More important, she was getting results, wi
th patients and families increasingly requesting her as their therapist. The V.A. staff took notice, happy to have someone carry the elephant’s load.
That didn’t stop some of her colleagues from viewing her as a spooky workaholic who cropped up on the wards at all hours, seemingly immune to fatigue. Was she, they wondered, bipolar? One of those adult ADHD types?
And why didn’t she ever hang out with anyone?
But the smart ones kept their mouths shut, enjoying how much easier she made their lives.
One night-shift RN began calling her “the Victim Whisperer.” A fellow postdoc, himself a Vietnam vet who’d gone back to school in middle age, led a support group for paraplegics with her, expecting to teach “the young cute chick” all about suffering.
Soon he was terming her “Healer of the Haunted.”
That one, Grace liked.
—
One evening, leaving the hospital and walking to the used BMW 3 that Sophie and Malcolm had “picked up for a song,” she spotted a middle-aged woman waving at her.
Stout, blond, nicely dressed. Working hard at pasting a smile on her face.
“Dr. Blades? Sorry, do you have a second?”
“What can I do for you?”
“I’m sorry to bother you—you probably don’t remember me, you’re treating my nephew?”
Confidentiality precluded an answer, even if Grace had known who the woman was talking about.
“Oh, of course, sorry,” the woman said. “My nephew is Bradley Dunham.”
Sweet boy, originally from Stockton, frontal lobe damage that had scrambled his emotional life.

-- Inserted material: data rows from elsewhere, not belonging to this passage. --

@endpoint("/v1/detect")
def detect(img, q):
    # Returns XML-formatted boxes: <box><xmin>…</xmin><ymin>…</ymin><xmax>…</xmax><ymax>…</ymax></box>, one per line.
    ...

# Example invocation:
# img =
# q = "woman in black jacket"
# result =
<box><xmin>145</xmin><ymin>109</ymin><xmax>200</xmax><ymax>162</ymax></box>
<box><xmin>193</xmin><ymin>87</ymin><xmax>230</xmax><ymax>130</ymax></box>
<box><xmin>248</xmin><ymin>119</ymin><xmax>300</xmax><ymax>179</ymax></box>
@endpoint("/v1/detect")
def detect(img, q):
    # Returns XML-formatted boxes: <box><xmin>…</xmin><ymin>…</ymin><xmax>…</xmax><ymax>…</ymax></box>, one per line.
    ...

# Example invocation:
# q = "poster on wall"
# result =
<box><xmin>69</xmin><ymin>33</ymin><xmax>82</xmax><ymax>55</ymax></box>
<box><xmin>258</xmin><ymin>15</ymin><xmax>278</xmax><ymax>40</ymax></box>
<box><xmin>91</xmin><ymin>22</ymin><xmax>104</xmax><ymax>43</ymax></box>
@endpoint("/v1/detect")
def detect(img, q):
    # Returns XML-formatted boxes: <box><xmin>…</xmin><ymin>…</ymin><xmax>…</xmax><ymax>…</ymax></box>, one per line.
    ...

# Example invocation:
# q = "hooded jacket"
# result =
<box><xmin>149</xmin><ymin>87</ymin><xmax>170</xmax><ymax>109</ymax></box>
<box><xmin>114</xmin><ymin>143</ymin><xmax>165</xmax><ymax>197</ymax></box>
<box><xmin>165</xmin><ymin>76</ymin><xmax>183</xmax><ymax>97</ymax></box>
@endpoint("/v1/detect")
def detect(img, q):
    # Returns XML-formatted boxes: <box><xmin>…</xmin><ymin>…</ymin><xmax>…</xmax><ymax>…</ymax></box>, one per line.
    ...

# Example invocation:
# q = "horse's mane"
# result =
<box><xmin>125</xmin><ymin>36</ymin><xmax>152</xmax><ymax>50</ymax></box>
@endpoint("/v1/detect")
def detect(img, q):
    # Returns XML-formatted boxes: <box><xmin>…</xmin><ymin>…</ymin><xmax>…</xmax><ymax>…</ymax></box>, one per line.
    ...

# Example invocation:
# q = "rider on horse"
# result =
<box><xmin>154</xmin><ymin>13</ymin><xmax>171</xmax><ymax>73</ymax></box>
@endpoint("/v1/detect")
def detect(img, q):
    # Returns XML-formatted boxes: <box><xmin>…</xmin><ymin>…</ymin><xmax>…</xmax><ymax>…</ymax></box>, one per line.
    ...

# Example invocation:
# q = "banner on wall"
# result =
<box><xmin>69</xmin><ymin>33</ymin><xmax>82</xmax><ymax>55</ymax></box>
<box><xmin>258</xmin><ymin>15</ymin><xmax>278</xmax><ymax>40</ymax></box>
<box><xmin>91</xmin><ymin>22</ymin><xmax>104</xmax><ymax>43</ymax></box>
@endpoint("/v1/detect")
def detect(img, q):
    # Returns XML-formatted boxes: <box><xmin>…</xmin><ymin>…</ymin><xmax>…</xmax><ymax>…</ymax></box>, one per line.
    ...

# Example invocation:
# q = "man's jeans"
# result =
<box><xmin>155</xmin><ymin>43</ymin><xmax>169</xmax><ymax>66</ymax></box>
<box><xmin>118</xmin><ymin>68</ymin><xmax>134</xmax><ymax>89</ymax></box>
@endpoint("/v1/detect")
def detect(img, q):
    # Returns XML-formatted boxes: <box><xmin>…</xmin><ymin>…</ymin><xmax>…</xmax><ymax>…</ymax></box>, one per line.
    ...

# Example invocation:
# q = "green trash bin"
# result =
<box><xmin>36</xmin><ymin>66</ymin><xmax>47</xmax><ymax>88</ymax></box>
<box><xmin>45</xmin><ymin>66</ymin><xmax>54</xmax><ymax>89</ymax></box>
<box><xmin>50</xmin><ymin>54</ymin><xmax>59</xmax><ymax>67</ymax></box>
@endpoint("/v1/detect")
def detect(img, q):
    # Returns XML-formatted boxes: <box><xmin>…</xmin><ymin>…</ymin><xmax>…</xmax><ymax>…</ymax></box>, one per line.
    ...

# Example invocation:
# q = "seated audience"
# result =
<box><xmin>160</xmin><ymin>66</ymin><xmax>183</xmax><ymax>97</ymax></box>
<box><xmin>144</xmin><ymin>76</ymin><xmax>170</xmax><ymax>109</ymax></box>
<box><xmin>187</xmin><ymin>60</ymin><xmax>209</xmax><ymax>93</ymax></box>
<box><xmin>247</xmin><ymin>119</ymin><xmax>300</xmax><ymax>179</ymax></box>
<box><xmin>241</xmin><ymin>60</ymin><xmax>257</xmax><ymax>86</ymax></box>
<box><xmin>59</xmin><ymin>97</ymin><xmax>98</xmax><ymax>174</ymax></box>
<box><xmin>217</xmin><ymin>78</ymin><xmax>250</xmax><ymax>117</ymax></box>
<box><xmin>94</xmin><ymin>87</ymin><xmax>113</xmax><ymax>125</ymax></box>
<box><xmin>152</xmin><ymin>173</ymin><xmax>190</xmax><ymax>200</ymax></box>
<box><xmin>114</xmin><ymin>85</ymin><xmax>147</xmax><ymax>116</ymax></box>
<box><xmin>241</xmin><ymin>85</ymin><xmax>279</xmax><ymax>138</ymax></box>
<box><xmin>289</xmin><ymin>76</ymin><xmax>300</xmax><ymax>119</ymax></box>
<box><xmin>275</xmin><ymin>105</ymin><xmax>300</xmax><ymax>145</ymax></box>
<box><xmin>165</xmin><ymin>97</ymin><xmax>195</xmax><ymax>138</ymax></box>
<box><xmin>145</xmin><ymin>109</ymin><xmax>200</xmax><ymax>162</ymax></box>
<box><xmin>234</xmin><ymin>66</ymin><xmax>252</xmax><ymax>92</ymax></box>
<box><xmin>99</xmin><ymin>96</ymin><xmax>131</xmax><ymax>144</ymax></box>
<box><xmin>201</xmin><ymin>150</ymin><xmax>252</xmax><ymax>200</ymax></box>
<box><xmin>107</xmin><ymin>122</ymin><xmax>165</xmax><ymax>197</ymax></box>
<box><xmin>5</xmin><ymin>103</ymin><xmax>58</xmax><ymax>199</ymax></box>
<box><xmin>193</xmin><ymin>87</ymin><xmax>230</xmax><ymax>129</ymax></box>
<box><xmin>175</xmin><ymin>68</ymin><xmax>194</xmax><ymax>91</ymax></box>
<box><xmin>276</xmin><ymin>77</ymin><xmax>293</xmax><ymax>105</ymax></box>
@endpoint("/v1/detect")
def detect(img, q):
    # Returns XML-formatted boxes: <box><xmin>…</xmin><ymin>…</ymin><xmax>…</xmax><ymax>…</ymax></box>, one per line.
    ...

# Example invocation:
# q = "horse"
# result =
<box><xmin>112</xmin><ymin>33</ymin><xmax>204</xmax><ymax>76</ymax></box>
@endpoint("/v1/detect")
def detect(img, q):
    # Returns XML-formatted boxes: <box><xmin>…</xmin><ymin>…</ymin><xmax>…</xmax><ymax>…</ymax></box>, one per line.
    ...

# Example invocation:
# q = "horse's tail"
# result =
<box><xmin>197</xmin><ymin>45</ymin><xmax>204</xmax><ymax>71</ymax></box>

But still gentle, so much so that Grace wondered what led him to the marines. On their sixth session, he’d told her.
I graduated high school and there was nothing else I could think of.
Grace smiled at his aunt and the woman apologized again. “This isn’t about Brad. It’s about my own son, Eli. I’m Janet.”
Finally something Grace could respond to. “Is Eli a patient here, as well?”
“Oh, no, he’s not a vet, Dr. Blades. Anything but. He’s…for two years he’s had what I guess you people would call issues? Intense fears? Anxiety disorders? Also compulsive behavior that’s getting worse and worse, to the point where—not that I can blame him, Doctor, sometimes I’m a basket case, myself. Because of what happened.”